Accept your partner’s “offer” or claim, i.e., never deny or invalidate their statements. E.g., if your partner says, “Why are you so anxious?”, you must not deny their offer but instead accept it as true, i.e., accept and agree that you are anxious. This is essentially the YES part of the traditional YES, AND.
Since you have established a connection to your partner, be affected by their offer. This demonstrates your respect and support of them.
Build upon their offer. In the YES example above, do not merely say, “Yes, I’m anxious”, as that offers nothing back to your partner. Instead, accept and add (YES, AND) with something like, “Yes, I’m anxious because this is the first day I have to feed the lions at the zoo”. You are now offering something upon which they can accept and build.

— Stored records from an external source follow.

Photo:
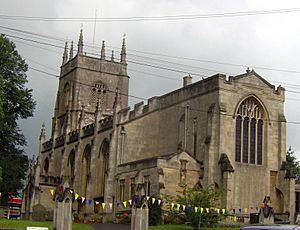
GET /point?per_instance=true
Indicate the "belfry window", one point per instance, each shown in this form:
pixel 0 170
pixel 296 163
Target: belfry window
pixel 249 132
pixel 98 92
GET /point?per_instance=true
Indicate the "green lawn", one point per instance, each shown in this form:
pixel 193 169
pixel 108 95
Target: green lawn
pixel 22 224
pixel 183 227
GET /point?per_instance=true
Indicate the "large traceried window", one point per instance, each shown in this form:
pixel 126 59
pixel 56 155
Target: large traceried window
pixel 249 132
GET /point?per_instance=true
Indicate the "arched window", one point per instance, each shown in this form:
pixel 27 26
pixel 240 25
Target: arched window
pixel 86 169
pixel 249 132
pixel 46 166
pixel 104 166
pixel 71 163
pixel 98 92
pixel 66 95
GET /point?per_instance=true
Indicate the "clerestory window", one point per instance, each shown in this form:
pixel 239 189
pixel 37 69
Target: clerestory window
pixel 249 132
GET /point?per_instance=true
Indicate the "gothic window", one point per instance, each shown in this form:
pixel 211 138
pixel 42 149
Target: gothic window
pixel 66 95
pixel 98 92
pixel 249 132
pixel 46 166
pixel 86 169
pixel 122 190
pixel 183 172
pixel 71 163
pixel 132 187
pixel 147 185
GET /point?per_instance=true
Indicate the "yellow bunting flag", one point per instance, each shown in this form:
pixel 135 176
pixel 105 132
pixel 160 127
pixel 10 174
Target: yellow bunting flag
pixel 153 200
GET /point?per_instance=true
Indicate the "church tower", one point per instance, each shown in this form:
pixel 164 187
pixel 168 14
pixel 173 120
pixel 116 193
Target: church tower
pixel 86 81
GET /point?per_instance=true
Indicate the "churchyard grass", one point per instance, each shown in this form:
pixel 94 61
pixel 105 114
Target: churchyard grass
pixel 183 227
pixel 22 224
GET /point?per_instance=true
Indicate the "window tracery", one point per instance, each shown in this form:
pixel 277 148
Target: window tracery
pixel 249 132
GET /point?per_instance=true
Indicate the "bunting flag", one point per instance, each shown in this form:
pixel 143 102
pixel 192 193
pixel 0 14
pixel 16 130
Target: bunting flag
pixel 159 201
pixel 153 200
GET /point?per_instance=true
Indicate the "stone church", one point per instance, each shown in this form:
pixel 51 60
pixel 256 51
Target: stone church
pixel 226 132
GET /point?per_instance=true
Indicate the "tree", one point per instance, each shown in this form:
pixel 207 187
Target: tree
pixel 15 103
pixel 293 163
pixel 199 198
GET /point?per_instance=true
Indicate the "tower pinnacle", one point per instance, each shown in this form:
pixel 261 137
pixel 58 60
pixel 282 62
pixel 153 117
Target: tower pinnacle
pixel 103 50
pixel 80 43
pixel 123 51
pixel 71 51
pixel 65 54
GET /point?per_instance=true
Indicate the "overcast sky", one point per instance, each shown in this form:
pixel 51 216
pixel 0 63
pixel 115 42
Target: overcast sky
pixel 268 43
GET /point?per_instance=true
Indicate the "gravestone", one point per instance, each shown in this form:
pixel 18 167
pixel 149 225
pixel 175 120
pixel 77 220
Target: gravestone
pixel 140 216
pixel 63 197
pixel 38 213
pixel 266 213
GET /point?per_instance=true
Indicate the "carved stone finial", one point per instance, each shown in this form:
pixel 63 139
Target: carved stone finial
pixel 65 55
pixel 71 51
pixel 103 50
pixel 225 164
pixel 80 43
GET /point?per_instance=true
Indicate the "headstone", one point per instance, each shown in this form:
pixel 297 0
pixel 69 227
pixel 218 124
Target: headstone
pixel 38 213
pixel 266 213
pixel 63 197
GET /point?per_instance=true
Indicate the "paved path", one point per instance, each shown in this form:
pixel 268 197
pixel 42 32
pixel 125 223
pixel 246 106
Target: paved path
pixel 111 226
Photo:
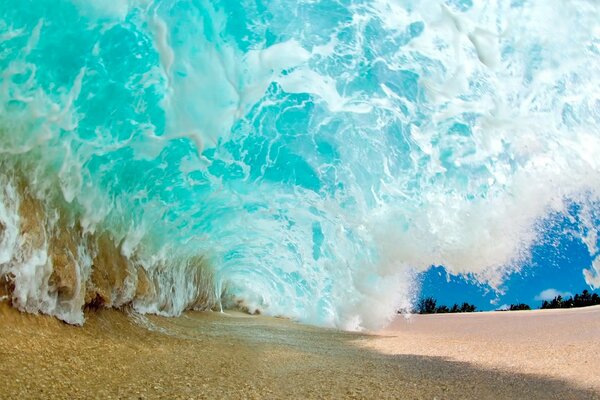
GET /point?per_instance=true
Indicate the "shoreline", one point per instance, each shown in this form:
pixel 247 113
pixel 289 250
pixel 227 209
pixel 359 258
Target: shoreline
pixel 208 355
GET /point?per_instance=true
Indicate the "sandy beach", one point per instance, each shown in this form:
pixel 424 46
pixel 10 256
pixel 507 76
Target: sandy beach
pixel 116 354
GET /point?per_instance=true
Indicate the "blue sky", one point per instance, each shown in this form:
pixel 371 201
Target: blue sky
pixel 557 262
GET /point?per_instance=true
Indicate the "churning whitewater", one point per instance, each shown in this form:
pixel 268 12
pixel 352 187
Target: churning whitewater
pixel 297 158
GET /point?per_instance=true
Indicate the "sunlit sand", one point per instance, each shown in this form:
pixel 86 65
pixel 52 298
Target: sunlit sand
pixel 117 354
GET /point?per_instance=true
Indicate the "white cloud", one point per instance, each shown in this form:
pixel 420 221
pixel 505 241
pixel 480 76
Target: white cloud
pixel 550 294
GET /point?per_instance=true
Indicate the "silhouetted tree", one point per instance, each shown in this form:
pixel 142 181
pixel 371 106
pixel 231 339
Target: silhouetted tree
pixel 466 307
pixel 584 299
pixel 519 307
pixel 427 305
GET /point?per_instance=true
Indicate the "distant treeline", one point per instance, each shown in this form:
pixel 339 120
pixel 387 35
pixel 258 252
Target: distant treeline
pixel 428 305
pixel 584 299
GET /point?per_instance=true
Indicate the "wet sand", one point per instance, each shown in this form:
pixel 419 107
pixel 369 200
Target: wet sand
pixel 210 355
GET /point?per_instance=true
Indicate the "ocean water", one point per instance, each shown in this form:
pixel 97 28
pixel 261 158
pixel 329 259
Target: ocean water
pixel 297 158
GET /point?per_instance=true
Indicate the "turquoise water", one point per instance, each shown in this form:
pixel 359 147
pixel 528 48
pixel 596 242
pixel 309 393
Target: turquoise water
pixel 318 153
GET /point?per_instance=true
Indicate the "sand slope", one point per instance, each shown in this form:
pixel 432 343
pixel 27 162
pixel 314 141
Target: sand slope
pixel 563 344
pixel 209 355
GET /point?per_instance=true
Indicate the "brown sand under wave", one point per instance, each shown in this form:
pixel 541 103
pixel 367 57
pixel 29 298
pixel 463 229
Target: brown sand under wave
pixel 211 355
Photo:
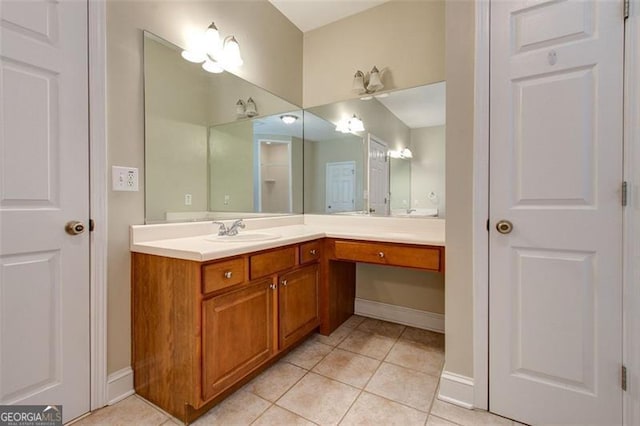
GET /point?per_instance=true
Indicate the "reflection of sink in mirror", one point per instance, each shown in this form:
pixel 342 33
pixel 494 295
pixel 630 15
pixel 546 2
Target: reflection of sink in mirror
pixel 244 237
pixel 414 212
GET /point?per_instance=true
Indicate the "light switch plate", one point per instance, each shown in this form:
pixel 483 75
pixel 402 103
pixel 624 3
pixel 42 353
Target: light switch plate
pixel 124 178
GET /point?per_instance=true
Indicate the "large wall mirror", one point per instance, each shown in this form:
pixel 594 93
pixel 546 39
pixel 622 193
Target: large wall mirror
pixel 392 165
pixel 210 153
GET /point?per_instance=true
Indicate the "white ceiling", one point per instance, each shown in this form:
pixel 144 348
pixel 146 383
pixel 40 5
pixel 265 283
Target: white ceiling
pixel 310 14
pixel 418 107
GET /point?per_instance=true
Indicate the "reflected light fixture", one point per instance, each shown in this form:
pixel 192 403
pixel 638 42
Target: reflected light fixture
pixel 367 84
pixel 350 125
pixel 214 54
pixel 403 154
pixel 288 118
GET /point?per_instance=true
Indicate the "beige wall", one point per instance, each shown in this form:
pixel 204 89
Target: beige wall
pixel 459 187
pixel 428 167
pixel 401 286
pixel 263 34
pixel 403 38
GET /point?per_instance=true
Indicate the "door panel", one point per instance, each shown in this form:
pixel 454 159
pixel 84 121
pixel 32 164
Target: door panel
pixel 44 272
pixel 556 169
pixel 341 186
pixel 378 177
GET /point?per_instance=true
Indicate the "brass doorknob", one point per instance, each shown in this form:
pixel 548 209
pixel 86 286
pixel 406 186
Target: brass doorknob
pixel 504 227
pixel 74 227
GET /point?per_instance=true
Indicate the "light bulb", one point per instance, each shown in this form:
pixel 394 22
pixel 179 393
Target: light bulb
pixel 288 119
pixel 231 52
pixel 212 40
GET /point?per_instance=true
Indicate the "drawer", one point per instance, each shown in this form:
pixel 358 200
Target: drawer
pixel 273 261
pixel 311 251
pixel 389 254
pixel 217 276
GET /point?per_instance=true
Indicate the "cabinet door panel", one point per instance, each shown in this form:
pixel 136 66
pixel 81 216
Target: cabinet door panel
pixel 298 304
pixel 236 335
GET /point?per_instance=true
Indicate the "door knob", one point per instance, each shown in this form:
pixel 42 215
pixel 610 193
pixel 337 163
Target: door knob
pixel 74 227
pixel 504 227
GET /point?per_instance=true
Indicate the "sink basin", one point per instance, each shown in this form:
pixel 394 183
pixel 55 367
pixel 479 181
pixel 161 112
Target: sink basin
pixel 243 237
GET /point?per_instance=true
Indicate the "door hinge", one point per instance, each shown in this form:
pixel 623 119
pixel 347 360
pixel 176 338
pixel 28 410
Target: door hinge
pixel 626 8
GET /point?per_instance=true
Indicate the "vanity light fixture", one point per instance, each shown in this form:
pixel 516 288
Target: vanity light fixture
pixel 350 125
pixel 214 54
pixel 366 84
pixel 288 118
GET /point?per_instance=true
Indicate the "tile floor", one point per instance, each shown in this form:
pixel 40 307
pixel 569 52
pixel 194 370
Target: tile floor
pixel 367 372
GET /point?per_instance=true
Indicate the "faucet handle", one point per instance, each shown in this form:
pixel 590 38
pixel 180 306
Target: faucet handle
pixel 239 224
pixel 223 229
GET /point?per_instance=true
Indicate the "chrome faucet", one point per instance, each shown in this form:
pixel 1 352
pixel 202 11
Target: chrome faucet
pixel 231 230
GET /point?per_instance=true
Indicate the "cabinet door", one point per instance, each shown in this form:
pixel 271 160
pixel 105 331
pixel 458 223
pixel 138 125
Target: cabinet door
pixel 237 335
pixel 298 304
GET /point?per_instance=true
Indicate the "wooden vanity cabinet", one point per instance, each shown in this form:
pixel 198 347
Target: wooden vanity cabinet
pixel 298 304
pixel 237 335
pixel 200 330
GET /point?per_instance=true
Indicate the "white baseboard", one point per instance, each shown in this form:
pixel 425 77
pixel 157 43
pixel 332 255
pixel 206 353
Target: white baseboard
pixel 400 314
pixel 119 385
pixel 456 389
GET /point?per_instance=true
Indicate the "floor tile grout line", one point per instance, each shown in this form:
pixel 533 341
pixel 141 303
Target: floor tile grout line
pixel 365 385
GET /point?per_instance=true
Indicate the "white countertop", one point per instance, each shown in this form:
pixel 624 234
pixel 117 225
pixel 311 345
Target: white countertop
pixel 189 240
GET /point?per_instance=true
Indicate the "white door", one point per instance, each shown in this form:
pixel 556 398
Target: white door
pixel 44 271
pixel 341 187
pixel 378 177
pixel 556 170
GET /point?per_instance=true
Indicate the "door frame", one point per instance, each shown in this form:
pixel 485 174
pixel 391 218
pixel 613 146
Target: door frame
pixel 480 208
pixel 98 187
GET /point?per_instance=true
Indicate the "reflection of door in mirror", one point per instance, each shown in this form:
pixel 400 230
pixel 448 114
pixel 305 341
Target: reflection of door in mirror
pixel 378 168
pixel 341 186
pixel 274 191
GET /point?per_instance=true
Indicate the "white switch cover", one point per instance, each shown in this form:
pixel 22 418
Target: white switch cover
pixel 124 178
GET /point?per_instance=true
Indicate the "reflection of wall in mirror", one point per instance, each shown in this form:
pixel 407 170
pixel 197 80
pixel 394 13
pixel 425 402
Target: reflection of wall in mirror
pixel 428 167
pixel 231 167
pixel 176 133
pixel 317 155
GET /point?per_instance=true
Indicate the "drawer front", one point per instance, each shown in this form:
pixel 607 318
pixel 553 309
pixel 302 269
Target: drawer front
pixel 217 276
pixel 268 263
pixel 389 254
pixel 311 251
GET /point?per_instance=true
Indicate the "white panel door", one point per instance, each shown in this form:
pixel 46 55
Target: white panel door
pixel 378 177
pixel 556 171
pixel 340 187
pixel 44 272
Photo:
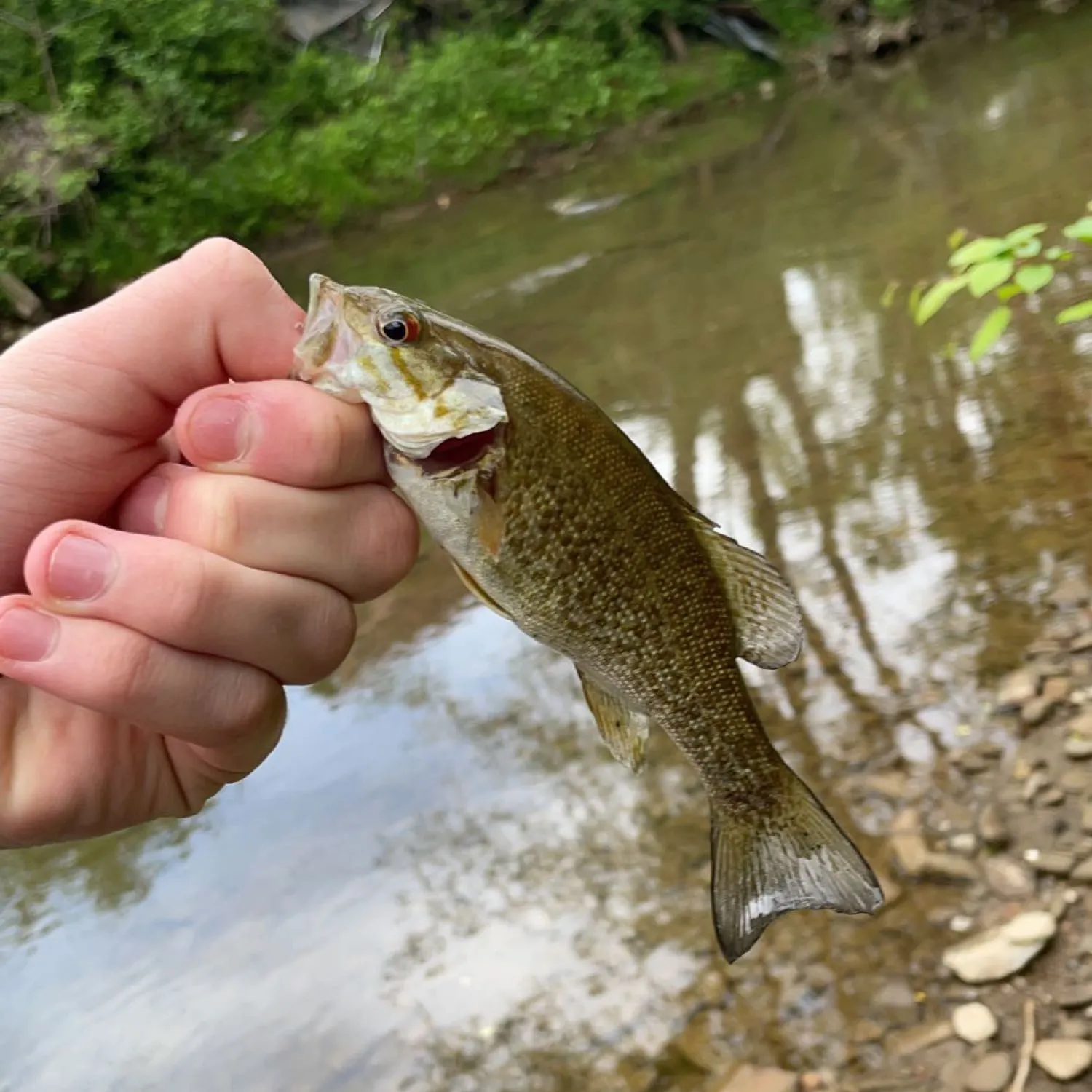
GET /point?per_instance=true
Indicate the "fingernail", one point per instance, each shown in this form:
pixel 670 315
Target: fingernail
pixel 220 430
pixel 28 635
pixel 146 507
pixel 80 568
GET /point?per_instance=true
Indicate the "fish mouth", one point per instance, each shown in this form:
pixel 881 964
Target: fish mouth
pixel 456 454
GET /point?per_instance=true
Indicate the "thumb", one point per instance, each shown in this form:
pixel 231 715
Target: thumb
pixel 85 399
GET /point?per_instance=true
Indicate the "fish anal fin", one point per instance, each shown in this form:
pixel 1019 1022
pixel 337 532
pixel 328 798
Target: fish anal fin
pixel 775 860
pixel 624 729
pixel 475 589
pixel 489 519
pixel 764 609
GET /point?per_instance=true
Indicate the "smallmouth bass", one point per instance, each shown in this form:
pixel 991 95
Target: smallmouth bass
pixel 555 519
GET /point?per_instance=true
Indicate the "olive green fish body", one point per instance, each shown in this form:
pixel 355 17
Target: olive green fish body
pixel 556 519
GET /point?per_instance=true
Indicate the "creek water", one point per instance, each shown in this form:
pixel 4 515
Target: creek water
pixel 440 880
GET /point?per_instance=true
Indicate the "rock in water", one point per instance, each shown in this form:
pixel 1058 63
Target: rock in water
pixel 1064 1059
pixel 1016 689
pixel 1009 878
pixel 991 1075
pixel 761 1079
pixel 1002 951
pixel 974 1022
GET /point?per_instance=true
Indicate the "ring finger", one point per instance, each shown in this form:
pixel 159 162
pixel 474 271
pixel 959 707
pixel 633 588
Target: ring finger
pixel 297 630
pixel 358 539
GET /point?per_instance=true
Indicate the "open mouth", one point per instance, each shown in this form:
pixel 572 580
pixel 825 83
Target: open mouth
pixel 460 451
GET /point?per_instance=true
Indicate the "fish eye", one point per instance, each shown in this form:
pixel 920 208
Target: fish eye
pixel 399 328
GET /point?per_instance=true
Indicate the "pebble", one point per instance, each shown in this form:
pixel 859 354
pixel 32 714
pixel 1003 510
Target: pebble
pixel 971 761
pixel 908 845
pixel 1035 711
pixel 1002 950
pixel 1083 874
pixel 911 1040
pixel 1077 779
pixel 963 843
pixel 989 1075
pixel 1072 592
pixel 1016 689
pixel 1056 688
pixel 761 1079
pixel 1037 780
pixel 1008 878
pixel 949 869
pixel 993 828
pixel 1055 863
pixel 974 1022
pixel 1064 1059
pixel 1074 995
pixel 867 1031
pixel 1078 747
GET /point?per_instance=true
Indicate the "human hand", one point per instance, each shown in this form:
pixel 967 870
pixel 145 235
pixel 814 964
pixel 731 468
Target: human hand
pixel 163 607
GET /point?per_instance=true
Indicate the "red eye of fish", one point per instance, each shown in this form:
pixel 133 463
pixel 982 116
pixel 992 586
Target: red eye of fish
pixel 400 328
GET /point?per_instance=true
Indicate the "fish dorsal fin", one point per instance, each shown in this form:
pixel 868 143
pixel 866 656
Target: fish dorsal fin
pixel 624 731
pixel 475 589
pixel 764 609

It is imperative to speak authentically and honestly. Your partner (and any audience) will sense if your words do not match your underlying truth. That will create confusion, and your partner will now have the difficult task of finding some pathway to a truthful dialogue.
It is important to be in a state of flow rather than control. One must drop prior agendas and instead must flow, adapt and trust the direction of the dialogue. That state of flow generally comes from feeling versus thinking, and it is more spontaneous and intuitive. Some think of it as “no mind”.
In the early offerings of each partner, it is important to establish the context, i.e., who are we in this relationship, where are we in this setting, and what are we doing. This basic context will help each partner to more easily build various scenarios within the scene.
In general, one should offer statements not questions. Asking questions does not offer anything to your partner but instead places all the onus on them to establish something in the scene. E.g., rather than saying, “How are you?”, instead offer something and say, “Why do you look so stressed?”. Your partner would then accept your offer and flow in that direction.
In improv, there are no mistakes, only invitations, opportunities and happy accidents. Tina Fey states in Bossypants, “THERE ARE NO MISTAKES, only opportunities”. Miles Davis states, ”Do not fear mistakes. There are none”. The essence of these comments is that “mistakes” may bring us to a better place, a place upon which we would have never conceived. There are many documented inventions created by “mistakes”, hence opportunities.
Silence during an improv is ok as long as the connection between the partners is maintained. That “space” may be dramatic or comedic and may be an important “activity” to highlight the situation. One must therefore stay centered and learn how to be ok with silence, if appropriate, and not speak for the sake of filling the space.
Make your partner great
An important focus of improv is to stay connected to your partner and serve them with your offerings. In essence, make your partner great. It is not about you, but about your partner. The more you give your partner, the better the scene will be. If you make your partner great, the scene (and you) will be great. This fosters collaboration, teamwork, and service to the whole.